If she (or someone funding her) wants to act as producer of the work by commissioning you (which is what she is doing) then that's her risk. If it were another producer commissioning you both, would you have a problem with an upfront fee? 

Unless you're sure there's a backend in the future (or you are happy to gamble there might be), you need to get covered for your time and expertise. 

She must see something in you two working together - so I think make her pay for it, or get real and find someone commission you both. Or - how's she going to eat while she's working her arse off making a great libretto for your show if she's not getting paid anyway ... )

You _could_ have it as an advance against a license to do the show or income or whatever. Assuming she finds someone to take the work on there'll be money involved ... sure - but it makes the agreement complicated 

I thin it's easier to have a straight fee - keep it as low as you can and go from there. No repayment issues - no interest - no rewrite dramas (she pays you more? recoupable? non recoupable? she gets all the rewrite money to pay your "loan" but you still rewrite? how would it work?) 

What if she pays you a recoupable fee, and you reach an impasse and you walk away - do you give the money back? 

Do the 90 lines cheap as you can, use it together as a teaser package - expand it into a bigger work (draft of script or synopsis) and a couple of musicalised scenes and get some funding (commercial or artisitc body) and go from there... 

Dunno - it's your call I guess - but in the end I see the backend is a fee paid by a _producer_ to have the right to put the show on and sell tickets to it. I like your ambition to keep it fair. 
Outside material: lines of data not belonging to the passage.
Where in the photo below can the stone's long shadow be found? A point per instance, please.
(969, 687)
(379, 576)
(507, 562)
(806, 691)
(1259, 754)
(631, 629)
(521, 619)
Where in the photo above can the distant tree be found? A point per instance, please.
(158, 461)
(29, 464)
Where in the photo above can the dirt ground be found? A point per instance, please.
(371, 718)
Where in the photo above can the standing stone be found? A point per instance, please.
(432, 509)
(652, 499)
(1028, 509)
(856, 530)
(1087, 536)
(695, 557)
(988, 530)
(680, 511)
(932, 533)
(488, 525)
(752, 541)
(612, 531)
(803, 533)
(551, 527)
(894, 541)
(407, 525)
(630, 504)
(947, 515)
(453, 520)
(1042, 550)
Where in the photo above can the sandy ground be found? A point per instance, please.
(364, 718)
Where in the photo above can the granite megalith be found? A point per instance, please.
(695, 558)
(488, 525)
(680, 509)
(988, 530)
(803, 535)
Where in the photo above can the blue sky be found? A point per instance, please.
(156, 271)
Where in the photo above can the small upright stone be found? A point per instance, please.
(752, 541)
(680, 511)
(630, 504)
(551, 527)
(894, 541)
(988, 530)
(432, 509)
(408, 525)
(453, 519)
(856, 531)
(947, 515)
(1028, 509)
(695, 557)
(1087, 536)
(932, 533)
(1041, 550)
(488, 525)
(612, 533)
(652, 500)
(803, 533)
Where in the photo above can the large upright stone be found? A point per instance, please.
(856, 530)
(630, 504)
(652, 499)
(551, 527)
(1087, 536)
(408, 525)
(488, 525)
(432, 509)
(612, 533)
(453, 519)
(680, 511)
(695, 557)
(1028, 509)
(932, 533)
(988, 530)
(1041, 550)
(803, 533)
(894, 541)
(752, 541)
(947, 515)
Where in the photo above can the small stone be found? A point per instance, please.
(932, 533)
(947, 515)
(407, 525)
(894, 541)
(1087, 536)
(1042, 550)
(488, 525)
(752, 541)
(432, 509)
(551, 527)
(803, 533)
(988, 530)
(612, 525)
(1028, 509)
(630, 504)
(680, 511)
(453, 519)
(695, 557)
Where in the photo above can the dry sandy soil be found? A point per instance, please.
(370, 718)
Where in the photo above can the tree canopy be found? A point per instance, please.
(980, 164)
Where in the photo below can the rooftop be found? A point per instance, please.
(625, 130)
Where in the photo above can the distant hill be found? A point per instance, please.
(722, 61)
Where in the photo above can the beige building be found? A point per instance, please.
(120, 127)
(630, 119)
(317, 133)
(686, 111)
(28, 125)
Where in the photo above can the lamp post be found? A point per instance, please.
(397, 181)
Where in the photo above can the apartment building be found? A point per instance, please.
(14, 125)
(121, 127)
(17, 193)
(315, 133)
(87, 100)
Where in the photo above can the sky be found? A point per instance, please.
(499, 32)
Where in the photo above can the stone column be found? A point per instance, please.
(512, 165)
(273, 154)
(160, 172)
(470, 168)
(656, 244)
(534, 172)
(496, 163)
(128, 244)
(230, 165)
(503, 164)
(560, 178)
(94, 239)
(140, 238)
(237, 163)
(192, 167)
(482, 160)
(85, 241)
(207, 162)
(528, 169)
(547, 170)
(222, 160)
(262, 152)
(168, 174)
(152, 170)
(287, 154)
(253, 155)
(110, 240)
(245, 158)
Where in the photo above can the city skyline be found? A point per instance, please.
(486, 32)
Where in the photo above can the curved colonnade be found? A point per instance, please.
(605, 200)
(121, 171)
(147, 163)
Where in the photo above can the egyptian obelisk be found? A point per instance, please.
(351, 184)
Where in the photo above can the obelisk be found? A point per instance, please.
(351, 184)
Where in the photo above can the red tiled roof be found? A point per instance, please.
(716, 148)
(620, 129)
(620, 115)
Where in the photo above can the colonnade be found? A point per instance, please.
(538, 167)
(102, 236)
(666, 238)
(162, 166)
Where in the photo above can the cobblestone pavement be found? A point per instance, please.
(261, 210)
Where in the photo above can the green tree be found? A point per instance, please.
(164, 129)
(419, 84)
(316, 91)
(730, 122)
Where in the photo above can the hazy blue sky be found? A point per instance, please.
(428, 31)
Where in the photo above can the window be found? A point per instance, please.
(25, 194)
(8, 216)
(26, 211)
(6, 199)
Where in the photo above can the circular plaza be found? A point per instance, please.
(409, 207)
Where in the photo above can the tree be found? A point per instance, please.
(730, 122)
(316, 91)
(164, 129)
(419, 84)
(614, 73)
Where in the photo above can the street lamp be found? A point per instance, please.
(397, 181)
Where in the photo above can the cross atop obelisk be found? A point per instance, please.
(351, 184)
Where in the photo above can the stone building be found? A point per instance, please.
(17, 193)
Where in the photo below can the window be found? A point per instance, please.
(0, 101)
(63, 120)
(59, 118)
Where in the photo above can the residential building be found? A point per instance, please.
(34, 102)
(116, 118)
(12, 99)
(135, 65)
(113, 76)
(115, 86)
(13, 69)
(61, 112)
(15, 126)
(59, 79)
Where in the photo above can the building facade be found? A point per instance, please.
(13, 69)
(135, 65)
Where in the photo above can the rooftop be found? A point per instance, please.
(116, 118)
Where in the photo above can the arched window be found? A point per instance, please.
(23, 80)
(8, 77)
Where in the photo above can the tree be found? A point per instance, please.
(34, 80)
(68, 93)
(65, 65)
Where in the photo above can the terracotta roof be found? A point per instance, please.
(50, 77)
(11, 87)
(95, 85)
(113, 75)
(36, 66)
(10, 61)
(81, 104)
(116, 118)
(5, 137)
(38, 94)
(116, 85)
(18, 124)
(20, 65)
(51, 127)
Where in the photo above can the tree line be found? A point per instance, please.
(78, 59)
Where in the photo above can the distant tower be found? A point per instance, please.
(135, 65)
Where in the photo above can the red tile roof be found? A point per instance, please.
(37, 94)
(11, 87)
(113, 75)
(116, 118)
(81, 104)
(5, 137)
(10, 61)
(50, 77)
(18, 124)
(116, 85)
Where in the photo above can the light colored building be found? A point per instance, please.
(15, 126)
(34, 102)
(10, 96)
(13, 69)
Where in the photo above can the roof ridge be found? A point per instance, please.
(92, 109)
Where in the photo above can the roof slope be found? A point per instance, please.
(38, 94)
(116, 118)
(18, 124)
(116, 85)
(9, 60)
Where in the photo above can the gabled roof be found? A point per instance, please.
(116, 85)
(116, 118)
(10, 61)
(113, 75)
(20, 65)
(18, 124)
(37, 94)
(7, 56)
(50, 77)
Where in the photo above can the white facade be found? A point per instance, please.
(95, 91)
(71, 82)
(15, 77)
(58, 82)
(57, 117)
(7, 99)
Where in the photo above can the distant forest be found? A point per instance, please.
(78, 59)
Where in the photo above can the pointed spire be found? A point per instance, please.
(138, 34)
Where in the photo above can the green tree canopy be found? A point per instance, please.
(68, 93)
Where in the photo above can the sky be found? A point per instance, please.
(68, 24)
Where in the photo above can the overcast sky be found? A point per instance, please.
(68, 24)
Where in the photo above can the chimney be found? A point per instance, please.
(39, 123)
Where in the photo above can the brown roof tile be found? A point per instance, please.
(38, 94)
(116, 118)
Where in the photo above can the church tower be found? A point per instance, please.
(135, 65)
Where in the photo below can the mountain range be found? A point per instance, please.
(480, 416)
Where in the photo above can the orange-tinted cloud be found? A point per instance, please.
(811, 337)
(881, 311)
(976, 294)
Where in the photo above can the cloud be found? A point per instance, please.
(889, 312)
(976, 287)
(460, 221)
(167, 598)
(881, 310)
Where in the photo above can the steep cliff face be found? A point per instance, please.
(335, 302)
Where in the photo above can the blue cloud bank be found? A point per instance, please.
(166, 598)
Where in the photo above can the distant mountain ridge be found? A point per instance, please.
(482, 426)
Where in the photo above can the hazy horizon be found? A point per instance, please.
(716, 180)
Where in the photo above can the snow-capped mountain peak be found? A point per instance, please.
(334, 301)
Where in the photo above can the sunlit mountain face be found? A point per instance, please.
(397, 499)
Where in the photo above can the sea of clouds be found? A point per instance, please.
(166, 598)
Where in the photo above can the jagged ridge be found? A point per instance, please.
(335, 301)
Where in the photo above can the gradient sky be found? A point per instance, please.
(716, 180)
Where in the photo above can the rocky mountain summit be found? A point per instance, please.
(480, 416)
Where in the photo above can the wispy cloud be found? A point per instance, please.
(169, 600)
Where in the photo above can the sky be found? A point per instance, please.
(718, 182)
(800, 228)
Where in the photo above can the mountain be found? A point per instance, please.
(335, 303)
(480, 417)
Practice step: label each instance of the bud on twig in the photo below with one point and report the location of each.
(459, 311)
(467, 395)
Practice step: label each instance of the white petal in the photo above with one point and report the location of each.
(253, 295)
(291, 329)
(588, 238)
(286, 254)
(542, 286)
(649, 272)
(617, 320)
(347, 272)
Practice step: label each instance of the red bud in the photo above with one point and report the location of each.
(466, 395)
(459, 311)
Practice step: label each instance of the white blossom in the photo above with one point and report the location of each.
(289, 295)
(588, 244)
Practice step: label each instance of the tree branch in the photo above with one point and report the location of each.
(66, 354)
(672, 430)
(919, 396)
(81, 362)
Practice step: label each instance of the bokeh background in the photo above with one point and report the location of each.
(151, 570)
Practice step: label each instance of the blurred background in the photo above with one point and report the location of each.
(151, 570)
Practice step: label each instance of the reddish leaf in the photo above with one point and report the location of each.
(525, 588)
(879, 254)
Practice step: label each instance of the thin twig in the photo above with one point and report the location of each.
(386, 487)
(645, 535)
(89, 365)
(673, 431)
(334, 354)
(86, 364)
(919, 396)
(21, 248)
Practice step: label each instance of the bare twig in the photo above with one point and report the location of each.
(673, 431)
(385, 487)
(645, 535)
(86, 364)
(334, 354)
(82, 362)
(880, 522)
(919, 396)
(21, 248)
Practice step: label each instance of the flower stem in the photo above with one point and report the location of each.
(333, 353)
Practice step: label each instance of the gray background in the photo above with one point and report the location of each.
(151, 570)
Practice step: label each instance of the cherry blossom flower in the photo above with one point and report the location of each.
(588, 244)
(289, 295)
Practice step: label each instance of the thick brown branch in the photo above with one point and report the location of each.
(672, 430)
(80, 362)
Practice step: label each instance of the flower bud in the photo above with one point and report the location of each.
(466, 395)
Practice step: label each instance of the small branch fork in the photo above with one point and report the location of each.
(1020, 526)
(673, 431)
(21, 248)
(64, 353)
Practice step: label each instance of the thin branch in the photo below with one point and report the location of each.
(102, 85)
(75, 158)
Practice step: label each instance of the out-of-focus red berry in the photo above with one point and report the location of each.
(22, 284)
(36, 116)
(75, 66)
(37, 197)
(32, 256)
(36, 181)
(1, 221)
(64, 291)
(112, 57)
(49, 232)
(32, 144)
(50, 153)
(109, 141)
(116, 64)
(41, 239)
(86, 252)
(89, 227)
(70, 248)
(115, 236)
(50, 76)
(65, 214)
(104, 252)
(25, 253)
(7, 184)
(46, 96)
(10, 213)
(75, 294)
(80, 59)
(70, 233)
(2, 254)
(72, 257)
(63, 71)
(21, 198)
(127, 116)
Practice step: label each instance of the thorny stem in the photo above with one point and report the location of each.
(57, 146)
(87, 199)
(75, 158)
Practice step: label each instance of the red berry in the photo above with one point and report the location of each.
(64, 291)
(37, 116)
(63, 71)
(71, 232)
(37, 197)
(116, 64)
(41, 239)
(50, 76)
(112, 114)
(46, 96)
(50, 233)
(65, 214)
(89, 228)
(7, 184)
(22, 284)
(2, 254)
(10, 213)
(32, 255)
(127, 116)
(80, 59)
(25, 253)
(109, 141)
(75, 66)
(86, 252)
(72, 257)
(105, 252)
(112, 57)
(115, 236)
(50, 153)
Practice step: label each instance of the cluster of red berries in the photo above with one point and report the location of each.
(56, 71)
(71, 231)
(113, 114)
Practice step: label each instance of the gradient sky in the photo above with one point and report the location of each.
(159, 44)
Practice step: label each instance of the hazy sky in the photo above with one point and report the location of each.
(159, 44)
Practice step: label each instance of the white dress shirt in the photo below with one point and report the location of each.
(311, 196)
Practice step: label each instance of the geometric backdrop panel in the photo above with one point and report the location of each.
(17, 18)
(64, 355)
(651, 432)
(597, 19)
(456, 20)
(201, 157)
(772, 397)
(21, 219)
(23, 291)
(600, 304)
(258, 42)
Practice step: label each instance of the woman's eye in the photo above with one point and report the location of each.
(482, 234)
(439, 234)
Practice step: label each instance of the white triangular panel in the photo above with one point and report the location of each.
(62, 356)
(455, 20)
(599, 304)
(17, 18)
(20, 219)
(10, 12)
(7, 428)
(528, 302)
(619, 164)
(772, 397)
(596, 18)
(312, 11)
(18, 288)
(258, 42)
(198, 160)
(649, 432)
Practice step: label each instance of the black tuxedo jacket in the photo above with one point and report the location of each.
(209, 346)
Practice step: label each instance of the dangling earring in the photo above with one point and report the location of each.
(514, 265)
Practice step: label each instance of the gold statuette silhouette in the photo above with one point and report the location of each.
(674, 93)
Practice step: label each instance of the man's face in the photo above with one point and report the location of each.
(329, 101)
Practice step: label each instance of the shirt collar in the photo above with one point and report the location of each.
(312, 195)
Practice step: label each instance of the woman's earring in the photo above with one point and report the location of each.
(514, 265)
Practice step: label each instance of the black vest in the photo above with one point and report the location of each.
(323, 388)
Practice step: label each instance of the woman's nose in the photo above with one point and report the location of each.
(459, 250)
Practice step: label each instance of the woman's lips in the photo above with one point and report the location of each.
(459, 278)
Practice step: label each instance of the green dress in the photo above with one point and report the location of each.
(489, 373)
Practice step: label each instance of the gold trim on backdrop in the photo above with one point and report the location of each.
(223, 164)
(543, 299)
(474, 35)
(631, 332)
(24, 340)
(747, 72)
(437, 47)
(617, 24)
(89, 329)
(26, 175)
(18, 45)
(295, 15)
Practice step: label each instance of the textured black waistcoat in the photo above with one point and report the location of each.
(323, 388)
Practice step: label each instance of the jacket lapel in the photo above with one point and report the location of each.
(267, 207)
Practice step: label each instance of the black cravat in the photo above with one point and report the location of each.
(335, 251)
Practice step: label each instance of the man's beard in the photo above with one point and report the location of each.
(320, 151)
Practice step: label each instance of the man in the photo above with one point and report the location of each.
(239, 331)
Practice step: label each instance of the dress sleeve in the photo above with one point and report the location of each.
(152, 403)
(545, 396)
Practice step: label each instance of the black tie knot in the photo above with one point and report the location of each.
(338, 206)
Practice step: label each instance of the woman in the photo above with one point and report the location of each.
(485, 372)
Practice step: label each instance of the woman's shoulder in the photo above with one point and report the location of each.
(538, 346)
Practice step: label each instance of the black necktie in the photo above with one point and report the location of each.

I agree with you, and if that feels right then go for it - but make it fair to yourself as well.


----------



## Dan Selby (Jan 26, 2012)

Hey Autopilot,

Thanks again for your thoughts. I think I'm going to quote a fee for the initial short work and, assuming she is self-funding at this stage, say it is an advance against a future Producer's commissioning fee and a 50/50 split on any future royalties (checking on this first - a music publisher I know has suggested that the composer share is often higher than the librettist). I'll keep my fee on the low side but a real fee that covers my time. As you say, in all likelihood this fee is all I'll ever see for this shorter piece and the larger work or collaboration might come to nothing. I DO like the three verses of lyrics she has sent me so far but she doesn't appear to have a big track record - certainly not so that I am prepared to do the small work for a dime in order to win the opportunity to do the larger work.

I have told her that I'm happy to quote for the small work and, if it goes well for both of us, am happy to consider collaborating on future work later. At that point I'll hopefully have a better feel for working with her, her track record and what she brings to the table in terms of potential for licensing and so how I might think about pricing...

...and all you've said will be very helpful at that point!

Thanks again.

Dan


----------